Back

Nachrichten.fr · May 29, 2026

Late reckoning with the "Code noir"

The French National Assembly is currently discussing a document that has not had legal force for almost two centuries — yet still lives in the collective memory of France like few other texts from its colonial past. The resolution on the symbolic “abolition” of the so-called Code noir may not have legal consequences. However, politically it touches upon a sensitive issue of the French Republic: how the country deals with the dark chapters of its own history without collapsing from it.

The very fact that the parliament in 2026 is still discussing the edict of 1685 says a lot about contemporary France. It is no longer just about legal techniques or the dogmatics of the law. It concerns memory, identity, and the right to interpret national history.

Code noir was one of the central instruments of the French colonial empire. Created under Louis XIV, it codified slavery in the French Caribbean islands and provided a legal framework for an economic system whose prosperity was based on deprivation of rights and violence. A person was declared movable property within it; corporal punishments, religious coercion, and social control were regulated by the state. This document was a reflection of an era in which economic rationality and monarchical political power formed an alliance with systematic dehumanization.

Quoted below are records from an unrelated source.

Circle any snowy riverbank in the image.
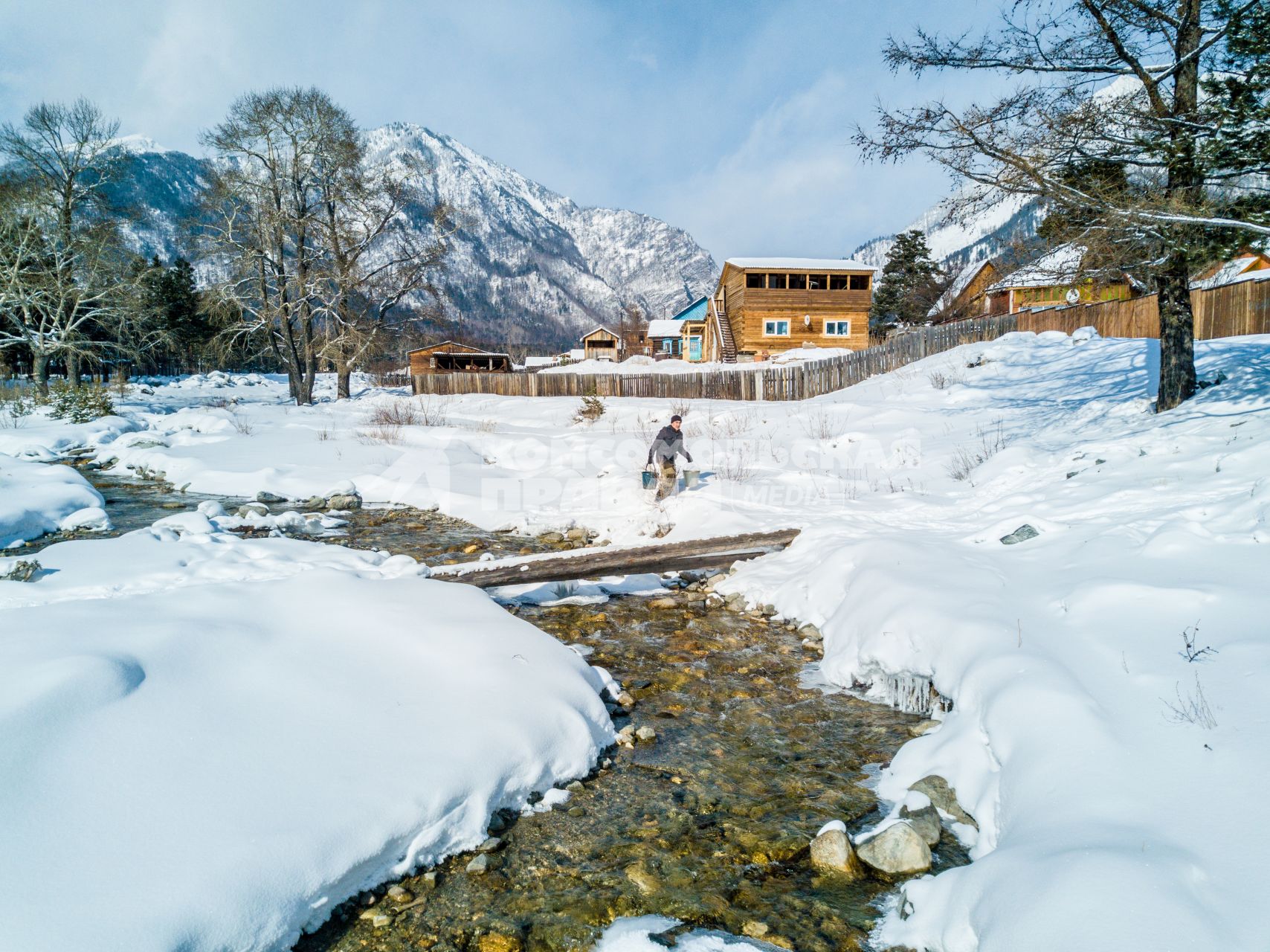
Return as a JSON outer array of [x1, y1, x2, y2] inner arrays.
[[0, 333, 1270, 952]]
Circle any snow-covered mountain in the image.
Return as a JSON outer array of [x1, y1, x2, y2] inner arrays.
[[104, 123, 719, 347], [850, 185, 1044, 271]]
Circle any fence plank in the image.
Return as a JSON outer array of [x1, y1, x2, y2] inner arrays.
[[413, 314, 1031, 400]]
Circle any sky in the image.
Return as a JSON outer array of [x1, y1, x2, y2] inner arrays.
[[0, 0, 999, 260]]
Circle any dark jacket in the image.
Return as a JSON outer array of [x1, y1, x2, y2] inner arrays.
[[648, 425, 692, 463]]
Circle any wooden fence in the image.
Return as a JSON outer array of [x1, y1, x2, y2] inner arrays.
[[1017, 281, 1270, 341], [414, 314, 1019, 400]]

It is not surprising that France today tries to symbolically distance itself from this text. It is particularly notable how difficult this step still is for it.

After all, legally the Code noir no longer exists. After the final abolition of slavery in 1848, its provisions lost their validity. No court today could refer to it, no administrative action could gain legitimacy based on it. The text belongs to the historical archive, not to positive law. Anyone now demanding its “repeal” is consciously engaging in symbolic politics.

However, this is precisely the true significance of the debates. Modern democracies live not only by their institutions but also by moral self-descriptions. Parliaments adopt resolutions not only to establish norms but also to take historical positions. France does this regularly: with laws on the memory of the Holocaust, recognition of the Armenian genocide, or the Taubira law of 2001, which qualified slave trade and slavery as crimes against humanity.

The current resolution is part of this tradition. It is intended less to create law than to send a republican signal: the French state recognizes that slavery was not merely a historical mistake of individual participants, but systematically organized and institutionally legitimized.

At the same time, the debates reveal the limits of increasingly ritualized memory politics. France has been under tension for many years between the necessary historical reflection and a kind of ongoing moral self-examination. The colonial shadow extends deeply into the present — noticeable in the social inequalities of overseas territories, in the identity conflicts of the suburbs (banlieues), or in the tense controversies around national symbols and school curricula. But the more history is politicized, the greater the danger of its instrumentalization.

Critics of the resolution therefore call it symbolic waste. “Repealing” a text that has been outdated since 1848 seems to be, for the second time, a parliamentary gesture without practical consequences. It is indeed conceivable to question whether the inflationary use of historical resolutions will lead to a devaluation of political memory in the long term. If every historical guilt is symbolically debated again in parliament, it gives the impression of a republic that can never close its past.

This skepticism is not entirely unfounded. Memory politics always carries the risk of simplifying historical complexity into moral certainty. French colonialism was a system of oppression, but also part of those historical dynamics from which the modern republic emerged. The history of France is neither exclusively the history of the Enlightenment, nor exclusively the history of oppression. It is both at the same time — and it is precisely this ambivalence that complicates its political processing.

But the opposite position is also insufficient. Those who completely reject symbolic gestures as ineffective underestimate the power of political signs. States are constituted not only by laws but also by shared narratives. For many residents of Guadeloupe, Martinique, or Guyana, the Code noir is not an abstract historical document but a symbol of centuries of deprivation of rights, the social and cultural consequences of which are still felt today. The fact that the republic now clearly condemns this text has political significance — even if it does not change material reality.

So the real challenge lies not so much in the resolution itself, but in what happens next. Memory alone does not replace social policy, educational reforms, and serious work on structural inequalities. A republic that stops at symbolic acts risks moral self-satisfaction without practical consequences.

The current debate around the Code noir ultimately reveals a deeper transformation: France is in the process of rethinking its historical self-awareness. The republican model of universalism, which long assumed that individual origin does not matter in the public sphere, is coming under increasing pressure. Issues of colonial history, origin, and cultural memory can no longer be dismissed on the sidelines.

It would be a mistake to view these debates as a sign of national weakness. Democracies prove their stability precisely by remaining capable of openly discussing their own contradictions. Thus, the attitude towards the Code noir is not so much a sign of French self-destruction as it is an expression of a country that has learned to simultaneously acknowledge historical greatness and historical guilt.

Whether the resolution will be adopted legally should not matter. Politically, however, the debates represent another step in the large process by which France attempts to weave its colonial legacy into the republican narrative. This process will not be quick or uncontested. But perhaps it is this very unrest that is the price of a democratic culture of memory, which does not suppress history but discusses it publicly.